The potential financial consequences of tariffs also complicate cases for Federal Reserve, which is still trying to fight inflation down to its 2 percent target. Fed this week, interest rates kept stable, after a series of cuts, in the midst of persistent inflation and questions about how tariffs would play out.

The financial fall from the tariffs depends on how they were structured, but the ring effects could be wide. Canada, Mexico and the United States have been governed by a trade agreement for more than 30 years, and many industries, from cars and clothing to agriculture, have grown very integrated in North America.

Mary Lovely, a senior fellow at the Peterson Institute for International Economics, said the customs would be “very expensive” for US companies.

American factories depend on input from both countries, including minerals and wood from Canada and car parts from Mexico. The tariffs would also go against efforts that US companies have done in recent years to move out of China, calling the Trump and Biden administrations.

According to Economists at S&P Global, car and electrical equipment sectors in Mexico would be most prone to disturbance if duties were adopted, just as mineral processing in Canada. In the United States, the biggest risks would be to agriculture, fishing, metals and car sectors.

Mr. Trump has highlighted the ability of the tariff to protect domestic producers. But in balance, most economists expect fresh trading barriers to raise prices for US companies and households, which can lead to a temporary outbreak of higher inflation. Whether it escalates to a more harmful problem depends on whether American expectations of future inflation begin to change higher in a meaningful way.

Over time, economists also worry about the effects on growth and warn that merchant stresses are likely to lead to less investment, more muted business activity and slower growth.

Ernie Tedeschi, Director of Economics at Yale Budget Lab, estimates that a 25 percent duty on all Canadian and Mexican imported goods – paired with a 10 percent duty on all Chinese import – would lead to a permanent 0.8 percent shock at the price level, measured by the price index for personal consumption expenses. This means an average of approx. $ 1,300 for households. These estimates assume that the targeted countries are adopting retaliatory measures and that the Federal Reserve does not intervene by adjusting interest rates.

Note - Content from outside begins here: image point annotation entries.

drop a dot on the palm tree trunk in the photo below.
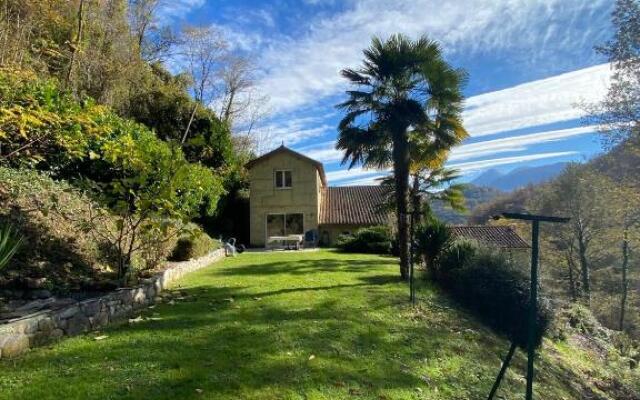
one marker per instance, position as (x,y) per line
(401,174)
(415,201)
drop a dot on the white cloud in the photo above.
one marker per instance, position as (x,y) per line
(177,9)
(359,176)
(301,71)
(350,174)
(471,166)
(327,153)
(515,143)
(536,103)
(290,131)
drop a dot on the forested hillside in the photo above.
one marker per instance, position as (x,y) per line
(107,154)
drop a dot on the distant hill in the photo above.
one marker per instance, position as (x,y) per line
(621,163)
(474,196)
(519,177)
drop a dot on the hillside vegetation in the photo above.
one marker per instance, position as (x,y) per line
(584,259)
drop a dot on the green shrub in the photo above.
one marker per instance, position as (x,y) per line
(9,244)
(372,240)
(65,232)
(494,288)
(193,245)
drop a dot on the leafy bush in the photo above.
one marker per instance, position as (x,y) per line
(493,287)
(373,240)
(146,182)
(193,245)
(65,231)
(9,244)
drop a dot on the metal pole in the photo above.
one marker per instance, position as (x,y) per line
(533,305)
(505,364)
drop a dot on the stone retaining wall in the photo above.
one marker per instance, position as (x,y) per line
(45,326)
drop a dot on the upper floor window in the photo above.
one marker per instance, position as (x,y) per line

Mr. Tedeschi expects this to eventually shave a 0.2 percent discount on gross domestic product when inflation is taken into account.

Mr. Trump’s top financial advisers have rejected the idea that customs would burn inflation. In the press labeled, Mrs. Leavitt said inflation had been muted in Mr. Trump’s first period, despite the fact that tariffs were imposed. And she said the president made other policies that would lower inflation, such as adopting tax cuts and encouraging energy production.

On his confirmation of the consultation this month, Treasury Secretary Scott Bessent rejected concerns from the Democrats about Mr. Trump’s trade policy, suggesting that exporters from countries like China would lower their prices in light of higher US tariffs. Mr. Bessent said last year that it would be cautious if any tariffs were phased in, so any associated “price adjustment” could be gradually admitted by the economy.

Trump’s election to be trade secretary, Howard Lutnick, also embraced tariffs at his confirmation hearing and pushed back to the notion that they would burn inflation. He suggested that Canada and Mexico could possibly avoid the tariffs that Mr. Trump was dangling if they closed their limits to Fentanyl.

Mr. Lutnick stated that he believed that “everywhere” tariffs in countries would be most effective, arguing that China should face the highest rates and that Europe, Japan and South Korea also treated US industries unfair.

“We need respect to end, and I think tariffs are a way of creating reciprocity, to be treated fairly, to be treated properly,” Mr. Lutnick.

Hamed aleazizAt Vjosa Isai and Emiliano Rodríguez Mega contributed with reporting.